Ouvimos falar, nos livros de História, do costume de alguns povos nativos dessa terra chamada Brasil (sim, existiram, não é lenda urbana) de devorar ritualmente seus mortos (assim como inimigos capturados). Numa peculiar articulação corpo-alma, esses povos viam no canibalismo uma forma ritual de socialização da virtude – as características mais honrosas do sacrificado seriam incorporadas a seus, digamos, degustadores. No dizer do alemão Hans Staden, que teve contato freqüente com esse fenômeno (felizmente para ele, não suficiente o bastante), os tupinambás, por exemplo, consideravam o estômago do inimigo como a sepultura ideal.
Corte para 500 anos depois. Saem de cena os nativos, entra em campo a civilização, a Modernidade, o século 21. A morte midiática do papa não teria sido um exemplo de canibalismo simbólico? O pontífice agonizante, cada um de seus nacos atirados via TV para multidões famélicas por algo de "fé" em frente à telinha? Cada ação do papado transformada numa commodity à escolha do freguês?

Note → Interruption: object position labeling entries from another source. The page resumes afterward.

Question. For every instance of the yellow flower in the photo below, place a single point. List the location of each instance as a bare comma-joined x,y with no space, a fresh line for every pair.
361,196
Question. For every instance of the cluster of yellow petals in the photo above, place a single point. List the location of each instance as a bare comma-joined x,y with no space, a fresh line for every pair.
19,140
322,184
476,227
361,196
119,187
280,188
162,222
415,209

Ao invocar o sacrifício escatológico, derradeiro do Cristo como analogia para a agonia secular papal, a Igreja só acelerou esse processo de sacralização do mundano, invertendo a lógica do Deus que se faz homem e se sacrifica em prol de nossa salvação – a vitória da vida, dispensando o veículo da matéria. Uma afinidade eletiva tem então lugar.
Encruzilhada
A Igreja precisa de mortos ilustres que permaneçam bastante vivos – capazes de referendar, primariamente, sua primazia como instituição que procede à mediação com um sagrado cada vez mais distante e rarefeito, no contexto de uma Modernidade laicizante. Um herói refundador, João Paulo II, já "o Grande", opera um milagre ainda maior para uma instituição secular e secularizada.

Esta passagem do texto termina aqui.